For the brain to stay online, it needs quick delivery of oxygen and energy. Now, neuroscientists have identified the brain cells that order blood supply for humming parts of the brain. Understanding the link between brain activity and changes in blood flow is crucial to further improve clinical brain scans, such as functional magnetic resonance imaging (MRI), which chart changes in brain activity via measurements of blood flow.
Once dismissed as mere scaffolding in the brain, starlike cells called astrocytes are stepping into the limelight. Astrocytes are far more abundant than the electrically powered neurons, and each one features entangled fingerlike processes connected to more than a thousand nerve cells. Positioned close to the neuronal chat sites, the synapses, astrocytes sense neuronal activity and can even influence it, a fact that researchers have come to appreciate in recent years. Astrocytes are also hooked up to the fine network of capillaries that feed neurons, but their interaction with blood vessels has remained mysterious.
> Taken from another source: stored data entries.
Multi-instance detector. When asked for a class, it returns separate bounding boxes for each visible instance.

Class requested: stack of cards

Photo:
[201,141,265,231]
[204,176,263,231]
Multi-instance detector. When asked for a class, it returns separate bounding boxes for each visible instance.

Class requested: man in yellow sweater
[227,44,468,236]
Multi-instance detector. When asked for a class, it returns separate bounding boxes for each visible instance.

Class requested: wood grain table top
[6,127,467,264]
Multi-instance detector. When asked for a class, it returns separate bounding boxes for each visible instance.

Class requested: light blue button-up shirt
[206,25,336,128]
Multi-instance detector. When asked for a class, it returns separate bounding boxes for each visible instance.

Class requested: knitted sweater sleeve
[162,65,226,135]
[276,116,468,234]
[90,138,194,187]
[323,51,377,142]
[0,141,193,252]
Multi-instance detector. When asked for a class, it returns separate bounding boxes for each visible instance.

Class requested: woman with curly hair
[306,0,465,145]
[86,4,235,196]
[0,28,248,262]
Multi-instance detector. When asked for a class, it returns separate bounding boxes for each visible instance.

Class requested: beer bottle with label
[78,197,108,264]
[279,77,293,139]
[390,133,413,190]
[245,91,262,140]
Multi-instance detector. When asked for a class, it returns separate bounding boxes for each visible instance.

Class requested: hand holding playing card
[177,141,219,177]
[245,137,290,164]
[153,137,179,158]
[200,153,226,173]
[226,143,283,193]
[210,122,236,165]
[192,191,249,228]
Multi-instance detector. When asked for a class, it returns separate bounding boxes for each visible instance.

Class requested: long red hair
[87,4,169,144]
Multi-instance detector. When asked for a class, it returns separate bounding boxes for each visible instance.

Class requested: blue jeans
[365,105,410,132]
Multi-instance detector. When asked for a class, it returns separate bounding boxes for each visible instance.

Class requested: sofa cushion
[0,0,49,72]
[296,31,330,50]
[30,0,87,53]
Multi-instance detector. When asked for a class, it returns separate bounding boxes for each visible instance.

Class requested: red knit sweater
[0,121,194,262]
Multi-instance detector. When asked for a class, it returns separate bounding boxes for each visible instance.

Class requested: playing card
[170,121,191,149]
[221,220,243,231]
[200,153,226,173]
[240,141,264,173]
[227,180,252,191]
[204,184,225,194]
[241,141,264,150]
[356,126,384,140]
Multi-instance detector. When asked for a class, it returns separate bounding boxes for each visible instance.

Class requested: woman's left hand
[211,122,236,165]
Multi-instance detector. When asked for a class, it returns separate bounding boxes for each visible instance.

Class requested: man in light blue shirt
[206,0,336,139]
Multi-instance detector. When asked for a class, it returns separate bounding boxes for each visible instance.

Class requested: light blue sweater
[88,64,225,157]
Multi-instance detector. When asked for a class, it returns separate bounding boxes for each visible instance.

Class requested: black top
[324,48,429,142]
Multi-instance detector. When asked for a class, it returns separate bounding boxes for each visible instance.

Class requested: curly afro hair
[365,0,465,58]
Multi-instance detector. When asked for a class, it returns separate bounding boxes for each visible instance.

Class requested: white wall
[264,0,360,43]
Now neuroscientist Giorgio Carmignoto and colleagues from the University of Padova in Italy show astrocytes in the role of dispatchers monitoring neuronal activity and triggering increases in blood flow when it rises. When the researchers stimulated neurons in slices of rat brain, the intracellular chatter of astrocytes increased and a few seconds later, nearby blood vessels expanded. Even tickling a single astrocyte with an electrode caused blood vessels to expand. Further evidence: A drug that prevents astrocytes from responding to bustling neurons also foiled the expansion of blood vessels, the team reports online 25 November in Nature Neuroscience. The researchers conclude that astrocytes must release something that relaxes the smooth muscles that keep brain capillaries constricted.
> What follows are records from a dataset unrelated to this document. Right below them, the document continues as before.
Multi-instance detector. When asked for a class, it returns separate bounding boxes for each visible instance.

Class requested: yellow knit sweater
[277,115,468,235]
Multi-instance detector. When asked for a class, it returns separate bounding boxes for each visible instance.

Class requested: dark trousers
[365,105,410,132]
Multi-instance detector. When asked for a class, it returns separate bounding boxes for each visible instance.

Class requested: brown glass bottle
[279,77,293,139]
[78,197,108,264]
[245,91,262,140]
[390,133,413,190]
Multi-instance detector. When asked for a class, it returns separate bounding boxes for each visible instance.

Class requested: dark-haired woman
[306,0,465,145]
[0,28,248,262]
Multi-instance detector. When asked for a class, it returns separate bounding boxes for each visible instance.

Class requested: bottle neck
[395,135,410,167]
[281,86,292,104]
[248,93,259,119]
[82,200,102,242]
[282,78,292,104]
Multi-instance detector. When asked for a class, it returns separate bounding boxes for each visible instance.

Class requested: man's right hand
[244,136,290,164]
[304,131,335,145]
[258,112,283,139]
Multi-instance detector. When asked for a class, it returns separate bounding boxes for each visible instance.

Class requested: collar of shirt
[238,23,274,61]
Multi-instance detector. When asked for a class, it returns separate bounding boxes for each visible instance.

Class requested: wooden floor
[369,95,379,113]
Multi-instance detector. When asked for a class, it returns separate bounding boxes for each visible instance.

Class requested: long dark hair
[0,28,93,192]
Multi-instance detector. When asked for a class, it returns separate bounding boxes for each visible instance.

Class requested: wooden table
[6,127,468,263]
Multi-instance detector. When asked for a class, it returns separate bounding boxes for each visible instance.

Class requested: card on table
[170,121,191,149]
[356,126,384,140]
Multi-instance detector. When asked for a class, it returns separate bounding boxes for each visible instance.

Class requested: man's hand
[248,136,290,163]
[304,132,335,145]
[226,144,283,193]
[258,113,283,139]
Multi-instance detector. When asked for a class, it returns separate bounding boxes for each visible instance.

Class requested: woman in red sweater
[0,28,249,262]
"These results are really stepping us forward in understanding the relation between brain function and blood flow," says neuroscientist Phil Haydon at the University of Pennsylvania School of Medicine. Not only do they give a first insight into the cellular mechanism regulating blood distribution in the brain, he says, they also reveal the basic process that's depicted as brain activity by routine brain scans.